Camfoot.com: Seul le mécénat vous apporte alors son soutien?
Julien Moulite: Oui je suis dans une espèce de mécénat si on peut appeler ainsi le soutien des amis. Tout le monde sait qu’ici se joue le plus grand championnat des vacances. Même les sociétés qui font semblant de nous bouder. La preuve il n’y a qu’à voir les sollicitations qu’elles manifestent pour cet espace unique que j’ai développé et bonifié. Les partenariats me sont refusé parce que au sein de ces sociétés là, les responsables savent que je ne suis pas manipulable ni achetable pour des rétro commissions inopportunes.
Camfoot.com: Quid de la Communauté urbaine responsable de l’animation de la ville?
Julien Moulite: J’existe et j’ai fait mes preuves dans la ville. A la communauté urbaine j’ai bien déposé une demande en bonne et due forme. Ils me connaissent et savent que c’est ici, le milieu le plus attrayant de la ville durant la période des vacances scolaires. Je ne trouve pas de raison que l’on sache que quelque part se trouve le meilleur plateau et qu’on n’y soit pas. Sans doute est-ce ma tête qui ne leur plaît pas.
Camfoot.com: Pour finir, quel serait votre vœu le plus ardent pour votre initiative?

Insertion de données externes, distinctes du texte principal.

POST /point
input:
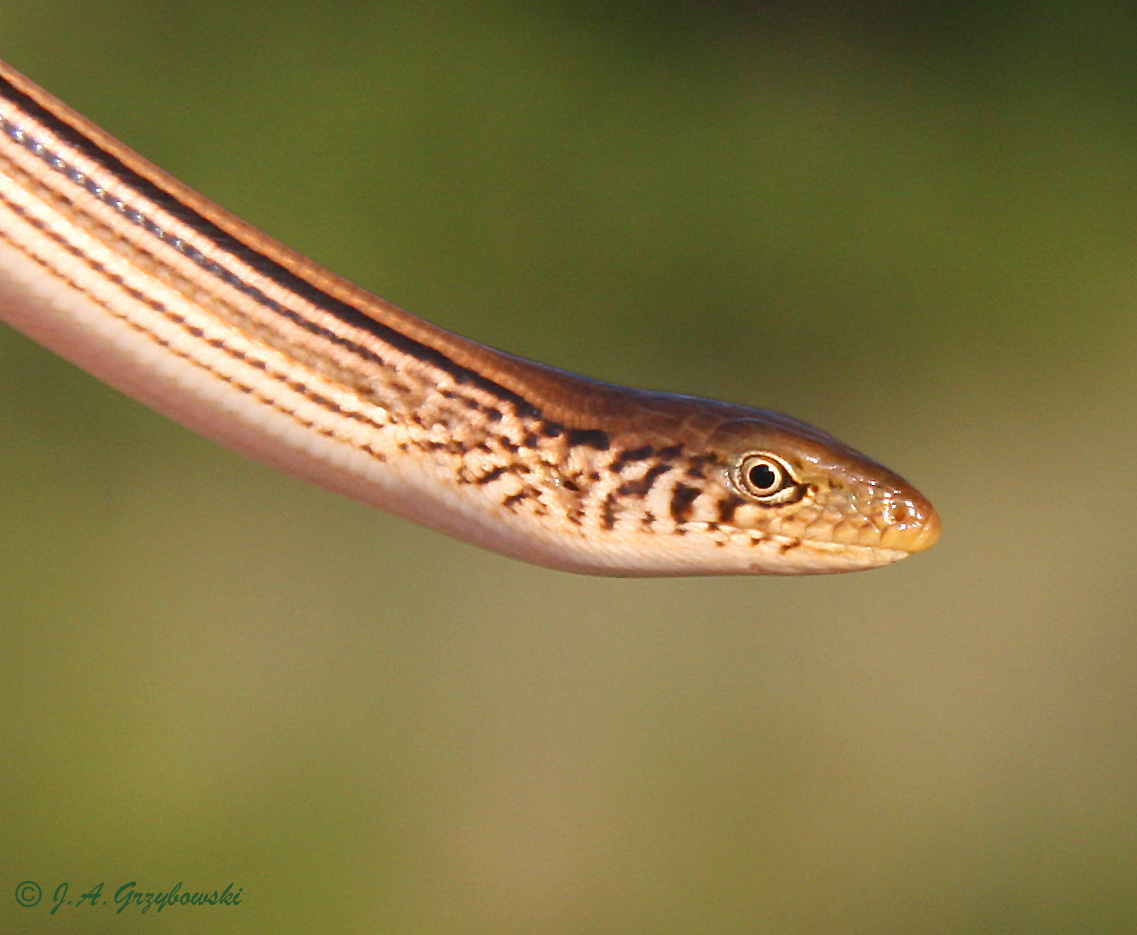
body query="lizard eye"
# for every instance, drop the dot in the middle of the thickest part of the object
(765, 478)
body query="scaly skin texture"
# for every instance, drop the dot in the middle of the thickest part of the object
(147, 284)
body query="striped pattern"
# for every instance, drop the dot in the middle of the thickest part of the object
(152, 288)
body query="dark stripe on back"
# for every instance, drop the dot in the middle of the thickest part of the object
(267, 267)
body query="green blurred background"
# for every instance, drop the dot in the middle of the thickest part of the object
(913, 224)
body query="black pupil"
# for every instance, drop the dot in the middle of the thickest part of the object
(762, 477)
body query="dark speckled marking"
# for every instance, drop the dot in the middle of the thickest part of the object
(727, 507)
(608, 513)
(681, 499)
(492, 474)
(640, 487)
(590, 438)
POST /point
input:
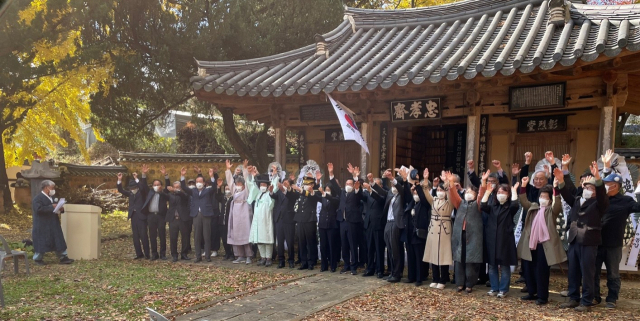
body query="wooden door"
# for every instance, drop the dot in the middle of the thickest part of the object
(341, 154)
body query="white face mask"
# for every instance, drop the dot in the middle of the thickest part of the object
(543, 202)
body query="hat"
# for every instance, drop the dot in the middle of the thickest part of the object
(592, 181)
(308, 180)
(614, 178)
(262, 178)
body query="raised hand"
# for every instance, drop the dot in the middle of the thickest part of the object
(515, 169)
(594, 170)
(527, 158)
(557, 173)
(606, 158)
(549, 157)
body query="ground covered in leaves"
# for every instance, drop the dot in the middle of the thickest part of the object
(407, 302)
(115, 287)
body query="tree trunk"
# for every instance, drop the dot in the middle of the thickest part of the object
(4, 178)
(261, 158)
(620, 127)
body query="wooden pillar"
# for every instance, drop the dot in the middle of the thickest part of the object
(471, 144)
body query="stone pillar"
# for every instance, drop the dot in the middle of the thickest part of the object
(607, 127)
(38, 173)
(471, 144)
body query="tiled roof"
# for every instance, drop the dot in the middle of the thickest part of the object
(379, 48)
(179, 158)
(100, 171)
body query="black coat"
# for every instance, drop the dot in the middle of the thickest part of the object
(585, 221)
(328, 213)
(178, 201)
(136, 201)
(374, 217)
(500, 240)
(47, 232)
(306, 206)
(398, 206)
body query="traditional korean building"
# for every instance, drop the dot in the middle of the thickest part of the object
(436, 86)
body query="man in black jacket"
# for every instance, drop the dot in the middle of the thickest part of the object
(349, 211)
(283, 213)
(394, 214)
(156, 208)
(614, 222)
(137, 194)
(178, 217)
(374, 222)
(585, 224)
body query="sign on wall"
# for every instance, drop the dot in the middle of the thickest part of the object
(483, 146)
(537, 97)
(553, 123)
(384, 149)
(419, 109)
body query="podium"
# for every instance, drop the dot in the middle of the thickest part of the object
(81, 229)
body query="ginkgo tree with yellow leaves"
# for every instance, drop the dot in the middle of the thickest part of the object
(47, 78)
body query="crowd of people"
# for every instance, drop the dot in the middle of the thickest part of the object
(376, 223)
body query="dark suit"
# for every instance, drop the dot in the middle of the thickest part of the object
(374, 222)
(305, 217)
(204, 206)
(138, 218)
(283, 214)
(328, 230)
(156, 221)
(394, 228)
(178, 218)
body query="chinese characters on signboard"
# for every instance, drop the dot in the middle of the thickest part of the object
(301, 149)
(551, 123)
(384, 141)
(483, 146)
(428, 108)
(537, 97)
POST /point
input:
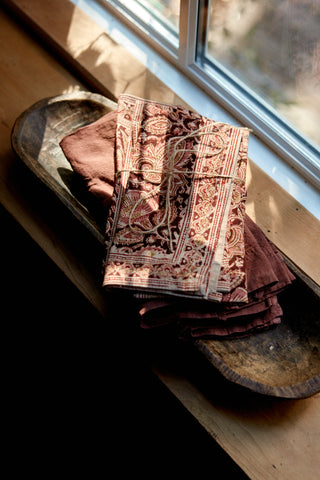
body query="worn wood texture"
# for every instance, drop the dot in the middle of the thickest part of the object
(283, 362)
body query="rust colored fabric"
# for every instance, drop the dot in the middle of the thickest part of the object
(91, 151)
(267, 275)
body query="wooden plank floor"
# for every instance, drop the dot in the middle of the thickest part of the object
(268, 438)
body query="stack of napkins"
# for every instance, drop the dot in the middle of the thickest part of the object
(177, 235)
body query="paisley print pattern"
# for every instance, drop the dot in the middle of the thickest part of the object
(176, 224)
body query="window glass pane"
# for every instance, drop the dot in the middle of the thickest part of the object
(167, 11)
(273, 46)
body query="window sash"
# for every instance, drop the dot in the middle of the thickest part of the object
(226, 89)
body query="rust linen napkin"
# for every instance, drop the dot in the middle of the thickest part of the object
(180, 190)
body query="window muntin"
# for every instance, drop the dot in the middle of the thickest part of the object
(159, 17)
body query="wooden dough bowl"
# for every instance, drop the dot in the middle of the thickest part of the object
(282, 362)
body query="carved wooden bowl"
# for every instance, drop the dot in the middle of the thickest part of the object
(283, 362)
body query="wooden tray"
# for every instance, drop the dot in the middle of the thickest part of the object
(283, 362)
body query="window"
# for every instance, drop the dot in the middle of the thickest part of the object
(260, 59)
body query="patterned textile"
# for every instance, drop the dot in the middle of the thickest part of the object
(177, 219)
(267, 275)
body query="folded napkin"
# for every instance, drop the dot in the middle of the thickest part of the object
(176, 221)
(163, 172)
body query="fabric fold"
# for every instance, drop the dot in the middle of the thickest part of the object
(173, 183)
(179, 193)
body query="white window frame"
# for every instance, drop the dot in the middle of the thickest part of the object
(276, 146)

Julien Moulite: Je voudrais que les entreprises viennent se mouvoir ici et vendre leur image de marque sur ce lieu par excellence de forte promotion. Mieux, je souhaite en toute sincérité qu’une franche collaboration de respect s’établisse entre les sociétés et nous et qu’enfin, on cesse de vouloir clochardiser les organisateurs des championnats de vacances.